And voilah!  We now have a full fledged butler’s pantry.  Being a combination of German, Irish, and Italian blood, we get a lot more use out of our butler’s pantry than the gun cabinet.  We still have a ways to go in filling it in, but, by all means, feel free to send us a bottle. 🙂


“I don’t even own a gun, much less many guns that would necessitate an entire rack. What am I gonna do with a gun rack?”- Wayne’s World

It’s no secret that we Texans love our guns. I’m not a “gun person” by any means, but even I can’t help but get a little excited at the thought of firing off a few rounds from a Colt .45. Almost every Texas Tall Tale involves a gun in some way, shape, or form, and almost every Texan is packing some sort of heat. So I guess we shouldn’t have been surprised to find a gun rack in our new home, located in the Great State of Texas.

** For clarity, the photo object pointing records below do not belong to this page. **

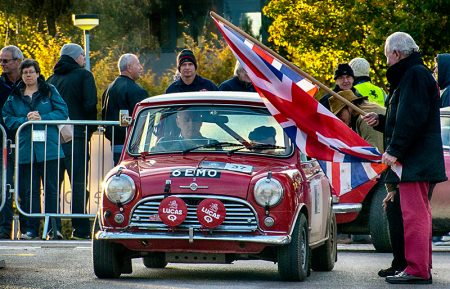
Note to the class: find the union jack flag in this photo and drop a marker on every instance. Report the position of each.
(346, 158)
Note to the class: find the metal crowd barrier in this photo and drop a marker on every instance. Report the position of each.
(100, 162)
(4, 192)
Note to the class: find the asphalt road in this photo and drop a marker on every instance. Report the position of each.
(67, 264)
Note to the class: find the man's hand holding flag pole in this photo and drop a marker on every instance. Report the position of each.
(287, 91)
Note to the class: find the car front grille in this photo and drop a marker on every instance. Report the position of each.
(240, 216)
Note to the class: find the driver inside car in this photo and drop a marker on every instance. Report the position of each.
(189, 124)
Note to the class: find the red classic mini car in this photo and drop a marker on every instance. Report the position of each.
(210, 177)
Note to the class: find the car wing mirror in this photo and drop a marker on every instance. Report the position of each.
(125, 118)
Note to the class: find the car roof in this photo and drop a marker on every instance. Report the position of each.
(205, 96)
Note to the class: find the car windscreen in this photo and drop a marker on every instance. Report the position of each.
(211, 128)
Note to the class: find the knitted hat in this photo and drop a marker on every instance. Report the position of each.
(336, 105)
(261, 133)
(186, 55)
(343, 69)
(360, 66)
(71, 49)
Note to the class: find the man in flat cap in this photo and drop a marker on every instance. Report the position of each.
(77, 87)
(344, 78)
(189, 79)
(122, 94)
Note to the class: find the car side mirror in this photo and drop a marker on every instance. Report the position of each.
(124, 118)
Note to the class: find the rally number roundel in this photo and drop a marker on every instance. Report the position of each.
(172, 211)
(211, 213)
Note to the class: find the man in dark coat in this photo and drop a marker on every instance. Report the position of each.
(10, 58)
(122, 94)
(189, 79)
(77, 87)
(412, 138)
(239, 82)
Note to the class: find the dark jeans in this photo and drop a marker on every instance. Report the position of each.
(30, 193)
(79, 159)
(6, 215)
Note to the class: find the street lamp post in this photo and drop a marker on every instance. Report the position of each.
(86, 22)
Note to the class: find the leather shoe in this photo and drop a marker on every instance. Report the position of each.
(405, 278)
(389, 272)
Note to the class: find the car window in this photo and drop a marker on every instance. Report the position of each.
(221, 129)
(445, 130)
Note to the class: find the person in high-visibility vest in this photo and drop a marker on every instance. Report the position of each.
(361, 70)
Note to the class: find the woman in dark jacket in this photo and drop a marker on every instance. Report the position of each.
(38, 146)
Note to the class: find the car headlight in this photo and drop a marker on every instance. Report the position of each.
(120, 189)
(268, 192)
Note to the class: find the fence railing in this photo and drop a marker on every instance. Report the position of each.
(61, 180)
(4, 156)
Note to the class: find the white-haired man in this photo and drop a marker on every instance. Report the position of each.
(122, 94)
(413, 139)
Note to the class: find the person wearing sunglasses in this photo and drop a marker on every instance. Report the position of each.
(10, 58)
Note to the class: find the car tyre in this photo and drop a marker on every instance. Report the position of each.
(324, 257)
(107, 257)
(155, 260)
(378, 223)
(293, 259)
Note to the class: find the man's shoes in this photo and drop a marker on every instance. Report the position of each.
(58, 236)
(405, 278)
(4, 236)
(29, 236)
(388, 272)
(80, 237)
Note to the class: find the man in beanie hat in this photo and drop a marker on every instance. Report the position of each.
(122, 94)
(344, 78)
(77, 87)
(361, 70)
(189, 79)
(351, 118)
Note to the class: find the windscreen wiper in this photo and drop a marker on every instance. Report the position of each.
(258, 146)
(215, 145)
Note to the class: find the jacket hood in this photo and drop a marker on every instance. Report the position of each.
(395, 73)
(65, 65)
(443, 62)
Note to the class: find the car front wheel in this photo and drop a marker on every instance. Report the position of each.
(324, 257)
(108, 258)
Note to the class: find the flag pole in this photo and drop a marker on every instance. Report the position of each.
(289, 64)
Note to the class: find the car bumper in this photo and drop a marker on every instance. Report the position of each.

I seriously have no use for a gun rack. I don’t think it’s particularly wise to display your guns in the middle of the room, and it looks a little trashy. Oddly enough, this gun rack had a sink in front of it, which made me wonder if this had been some sort of gun rack/mini-bar combination. According to a neighbor, liquor and firearms were not an unusual combination for the gentleman that originally built this house, so I guess I was right.

Texas runs pretty deep in my soul, but nothing can outdo my German-Irish heritage. That said, I decided I needed a place to store my booze. Being the connoisseur that I am, I also have a different glass for every type of beer, wine, and mixed drink there is, and I needed a place to store those, too. I measured the bottles and glasses, measured the gun rack/cabinet thing, and an idea was born.

We initially wanted to do a traditional lattice with a single hole for each bottle. We went to Home Depot and the guy in the lumber department directed us towards garden lattices… uh, not quite. Julie then had the idea of building larger “boxes” that would hold several bottles each, like you find at a lot of restaurants. I really didn’t like this idea as it required a LOT of work, so I took it one step simpler: triangles. The idea sounds a little odd at first and Julie wasn’t quite on board with it, but if there’s one thing she’s learned it’s that if it works in my head, it will work in reality… I just can’t explain things to save my life. She reluctantly jumped on board and trusted that I knew what I was talking about.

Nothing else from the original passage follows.